Keduanya saling mengenal nama dan sekedar tahu, kecuali yang sama-sama menjadi anggota Gabungan Pengusaha Bordir Tasikmalaya GAPEBTA, sebagai suatu wadah
atau asosiasi yang mewadahi para pengusaha dalam suatu organisasi pengusaha bordir.

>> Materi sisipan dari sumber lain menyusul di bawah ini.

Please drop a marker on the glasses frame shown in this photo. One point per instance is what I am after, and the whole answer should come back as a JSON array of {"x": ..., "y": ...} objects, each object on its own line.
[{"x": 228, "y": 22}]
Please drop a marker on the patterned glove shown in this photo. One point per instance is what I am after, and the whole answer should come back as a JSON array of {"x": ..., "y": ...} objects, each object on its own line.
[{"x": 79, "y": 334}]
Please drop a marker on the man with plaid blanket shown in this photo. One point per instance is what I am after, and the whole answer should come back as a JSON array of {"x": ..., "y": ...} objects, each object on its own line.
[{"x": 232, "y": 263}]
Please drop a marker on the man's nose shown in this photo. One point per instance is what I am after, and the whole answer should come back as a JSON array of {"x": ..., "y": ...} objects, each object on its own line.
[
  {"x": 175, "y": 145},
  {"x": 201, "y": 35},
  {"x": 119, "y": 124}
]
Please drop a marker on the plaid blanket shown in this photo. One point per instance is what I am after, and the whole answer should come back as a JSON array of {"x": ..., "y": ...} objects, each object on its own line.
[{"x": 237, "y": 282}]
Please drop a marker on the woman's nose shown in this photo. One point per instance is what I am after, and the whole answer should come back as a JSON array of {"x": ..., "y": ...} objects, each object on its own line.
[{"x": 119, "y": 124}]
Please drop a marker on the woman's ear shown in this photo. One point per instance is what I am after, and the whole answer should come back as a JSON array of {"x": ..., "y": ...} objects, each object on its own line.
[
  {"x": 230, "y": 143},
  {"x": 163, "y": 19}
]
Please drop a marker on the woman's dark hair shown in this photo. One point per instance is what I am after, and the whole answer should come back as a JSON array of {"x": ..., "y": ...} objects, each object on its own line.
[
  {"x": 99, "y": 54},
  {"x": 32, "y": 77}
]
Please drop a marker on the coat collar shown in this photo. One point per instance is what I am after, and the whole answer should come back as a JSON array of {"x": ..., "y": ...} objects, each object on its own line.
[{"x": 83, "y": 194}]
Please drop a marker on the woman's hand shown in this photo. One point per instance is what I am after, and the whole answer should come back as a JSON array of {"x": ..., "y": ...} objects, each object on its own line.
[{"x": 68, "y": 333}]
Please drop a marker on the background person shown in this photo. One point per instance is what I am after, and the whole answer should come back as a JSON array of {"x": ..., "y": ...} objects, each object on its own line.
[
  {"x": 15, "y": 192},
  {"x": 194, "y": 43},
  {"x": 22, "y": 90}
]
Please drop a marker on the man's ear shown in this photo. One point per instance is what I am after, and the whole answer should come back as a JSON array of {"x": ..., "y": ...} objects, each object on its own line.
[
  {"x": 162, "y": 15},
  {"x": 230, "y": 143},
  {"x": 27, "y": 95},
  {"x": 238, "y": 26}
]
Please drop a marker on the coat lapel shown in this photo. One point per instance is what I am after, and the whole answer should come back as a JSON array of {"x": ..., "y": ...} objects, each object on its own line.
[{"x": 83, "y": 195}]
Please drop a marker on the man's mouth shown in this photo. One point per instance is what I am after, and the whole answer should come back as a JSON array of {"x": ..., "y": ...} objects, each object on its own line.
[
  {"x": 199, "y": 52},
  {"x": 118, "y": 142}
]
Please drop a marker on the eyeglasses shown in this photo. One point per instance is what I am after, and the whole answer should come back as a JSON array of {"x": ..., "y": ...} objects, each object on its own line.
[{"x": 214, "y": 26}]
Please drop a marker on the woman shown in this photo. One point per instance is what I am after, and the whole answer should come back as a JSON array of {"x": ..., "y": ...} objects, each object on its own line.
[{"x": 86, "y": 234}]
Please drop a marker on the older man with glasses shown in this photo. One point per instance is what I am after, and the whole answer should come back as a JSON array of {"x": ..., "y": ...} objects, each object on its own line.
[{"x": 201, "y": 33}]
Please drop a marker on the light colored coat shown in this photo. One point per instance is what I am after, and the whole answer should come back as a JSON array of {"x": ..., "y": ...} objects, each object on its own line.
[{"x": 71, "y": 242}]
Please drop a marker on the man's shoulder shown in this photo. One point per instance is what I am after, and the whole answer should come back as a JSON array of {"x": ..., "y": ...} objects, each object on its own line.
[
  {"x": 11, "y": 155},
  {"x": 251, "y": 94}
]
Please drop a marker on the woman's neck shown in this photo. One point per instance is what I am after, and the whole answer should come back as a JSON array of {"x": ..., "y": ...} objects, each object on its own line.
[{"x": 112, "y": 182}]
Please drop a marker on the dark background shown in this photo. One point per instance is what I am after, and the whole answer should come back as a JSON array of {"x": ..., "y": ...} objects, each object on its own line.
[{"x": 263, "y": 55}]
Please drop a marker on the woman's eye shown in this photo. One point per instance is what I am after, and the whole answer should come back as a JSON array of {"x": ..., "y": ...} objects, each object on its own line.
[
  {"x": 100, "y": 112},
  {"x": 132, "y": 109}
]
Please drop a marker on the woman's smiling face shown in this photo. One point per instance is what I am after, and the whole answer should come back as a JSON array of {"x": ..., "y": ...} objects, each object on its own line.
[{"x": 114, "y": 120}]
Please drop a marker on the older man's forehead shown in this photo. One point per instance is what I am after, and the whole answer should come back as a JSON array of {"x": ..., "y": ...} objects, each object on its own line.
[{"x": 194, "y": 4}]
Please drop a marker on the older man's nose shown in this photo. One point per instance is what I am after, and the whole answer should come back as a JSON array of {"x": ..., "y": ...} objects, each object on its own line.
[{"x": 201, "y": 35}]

Jaringan sosial antara pengusaha bordir Sunda-Islami dengan pedagang kain dan benang bersifat kuat. Meskipun jaringan sosial yang terjadi antara pengusaha Sunda-
Islami dengan pedagang kain dan benang bersifat kuat intim dan intensif, namun hubungan keduanya cenderung vertikal hirarkis. Jaringan keduanya diikat adanya
hubungan emosional dan interes. Hubungan emosional yang muncul karena mereka saling dan akrab dan sering bertemu dan hubungan ini melibatkan adanya hubungan
perasaan sekampung atau sesama orang Sunda Tasik. Tetapi yang sangat terlihat hubungan vertikal dan sifatnya hirarkis antara pengusaha Sunda-Islami dengan
pedangang kain yang berbeda etnis China dan India dan masih berada dalam lingkaran ketiga dalam referensi pengusaha bordir dalam membangun jaringan. Hubungan kedua
belah pihak berlangsung secara tidak seimbang karena satu pihak mempunyai kekuatan yang lebih kuat dibanding pihak lain, atau terjadi hubungan patron-klien. Jaringan sosial
bisa membentuk hubungan yang bersifat vertikal dan horisontal. Dalam konteks penelitian ini menunjukkan bahwa jaringan sosial antara pengusaha bordir Sunda-Islami
dengan pedagang kain dan benang ini menempatkan posisi pengusaha bordir bapak HJJ dan ibu HE dalam posisi klien anak buah sedangkan pedagang kain dan benang berada
pada posisi patron bos.
Pada Gambar 9 terlihat bagan jaringan sosial pada pengusaha tipe pengusaha Sunda-Islami. Jaringan sosial yang terbentuk dalam pengusaha Sunda-Islami adalah
melalui jalur produksi, distribusi dan kelembagaan. Jalur produksi terlihat mereka berjejaring dengan pekerja, cengkaw, dan pemakloon. Pada jalur distribusi tipe ini
berjejaring dengan konsumen langsung, pedagang pengumpul tingkat lokal dan juga pasar lokal. Sedangkan dalam jalur permodalan pada tipe ini selain dari mandiri juga
mendapat pinjaman dari pedagang kain utang di wilayah Tasikmalaya yang sudah menjadi langganannya. Jaringan dengan lembaga pemerintah terjalin dalam hal promosi
atau diikutsertakan dalam pameran yang skupnya tingkat lokal dan regional. Keterlibatan mereka dalam kelembagaan sosial budaya juga sangat kental karena mereka termasuk
yang masih mempertahankan tradisi-tradisi yang diturunkan oleh nenek moyangnya.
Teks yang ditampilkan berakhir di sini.